“This announcement by the Food and Agriculture Organization should ring alarm bells in capitals around the world," said Chris Leather, policy advisor for Oxfam. "Hundreds of thousands of people are already feeling the impact of rapidly increasing food prices. Good harvests are offsetting the worst for many but if prices remain high it will be just a matter of months before the world’s poor are hit by another major food price crisis. Governments need to act now and act together to stop the rot.”
High global food prices risk hunger for millions of people. Poor people in developing countries spend up to 80 per cent of their income on food. "For them high food prices mean selling off their land or sacrificing their child’s education simply to put food on the table,” Leather said.
Oxfam is urging the Committee on Food Security, the global body responsible for tackling hunger, to establish a taskforce of government ministers from rich and poor countries to develop an emergency response plan by June. This plan must act to share information on food stocks, coordinate trade policies and regulate food commodity markets. In the longer term it must address the underlying causes of food price volatility including the neglect of poor farmers and a lack of social safety nets for poor consumers.

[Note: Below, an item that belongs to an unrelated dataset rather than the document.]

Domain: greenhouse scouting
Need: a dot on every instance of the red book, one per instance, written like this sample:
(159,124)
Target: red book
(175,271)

“G20 Finance Ministers, who will meet in Paris later this month, must ensure commodity markets are more transparent and do not undermine the right to food," Leather said. "They must increase investment in smallholder agriculture — paying particular attention to the solutions investing in women farmers will bring to the equation — and ensure that poor countries get the support they need to cope with rising food import bills.
“Governments must avoid repeating the mistakes of the past when countries reacted to spiralling prices by banning exports and hoarding food," he countined. "This will only make the situation worse and it is the world’s poorest people who will pay the price.”